Scand J Gastroenterol. 2022 Mar 31;1-9. doi: 10.1080/00365521.2022.2050292.Online ahead of print.

Sunna Gunnarsdottir ¹, Henrik Albrektsson ², Julia Frydebo ³, Nicolae Miron ⁴, Jenny M Kindblom ^5 6, Ketil Størdal ⁷, Karl Mårild ^8 9

Author information

¹Department of Pediatrics, Queen Silvia Children's Hospital, Gothenburg, Sweden.

²Statistiska konsultgruppen, Gothenburg, Sweden.

³Sahlgrenska Academy at University of Gothenburg, Gothenburg, Sweden.

⁴Department of Clinical Immunology, Sahlgrenska University Hospital, Gothenburg, Sweden.

⁵Department of internal medicine and clinical nutrition, Institute of Medicine, Sahlgrenska Academy at University of Gothenburg, Gothenburg, Sweden.

⁶Pediatric Clinical Research Center, Sahlgrenska University Hospital, Region Västra Götaland, Gothenburg, Sweden.

⁷Department of Pediatric Research, University of Oslo and Oslo University Hospital, Oslo, Norway.

⁸Department of Pediatrics, Institute of Clinical Sciences, Sahlgrenska Academy, Gothenburg, Sweden.

⁹Department of Pediatric Gastroenterology, Queen Silvia Children's Hospital, Gothenburg, Sweden.

Abstract

Objectives: Celiac disease (CD) is a common yet largely underdiagnosed disease. This study aimed to test the feasibility of incorporating a non-targeted CD screening in a pediatric outpatient setting and evaluate its short-term impact on children with serological evidence of disease.

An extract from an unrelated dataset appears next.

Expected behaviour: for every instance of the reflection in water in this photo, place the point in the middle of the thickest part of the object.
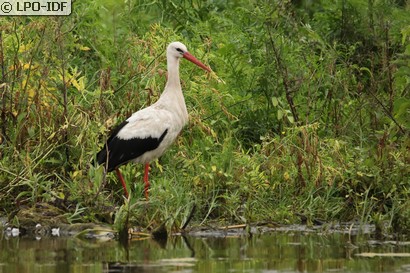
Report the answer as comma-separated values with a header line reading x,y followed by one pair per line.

Methods: Over five months, 500 children (aged 2-17 years) attending a general pediatric outpatient clinic in Gothenburg, Sweden, were enrolled and surveyed for current symptoms, quality of life, and background characteristics; 481 children were screened for tissue-transglutaminase antibodies (tTGA); repeated tTGA-positivity was defined as CD autoimmunity (CDA). Children with CDA were investigated for CD and for one year monitored for changes in symptoms, and quality of life.

Results: Eleven of 481 (2.3%) screened children had CDA. Children with CDA were younger (median 3.8 years) than those without CDA (8.8 years). No other major between-group differences were reported in background characteristics, symptoms, or quality of life. The screening was well-accepted by the families/participants. During 1-year follow-up, 8 of 11 children with CDA were diagnosed with CD. Children with screening-detected CD reported no significant changes in symptoms and quality of life and the dietary adherence rate was good.

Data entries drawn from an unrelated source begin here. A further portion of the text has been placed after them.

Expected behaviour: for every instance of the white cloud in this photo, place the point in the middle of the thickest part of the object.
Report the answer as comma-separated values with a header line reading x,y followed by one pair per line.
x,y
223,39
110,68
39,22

Conclusions: Non-targeted screening for CD was feasible in a general pediatric outpatient setting. While hampered by small sample size, our results are in line with previous screening studies indicating that symptoms do not differentiate CDA from non-CDA children. Also, among an overall minimal-symptomatic group of children, diagnosing CD and installation of treatment did not significantly change their well-being during 1-year follow-up.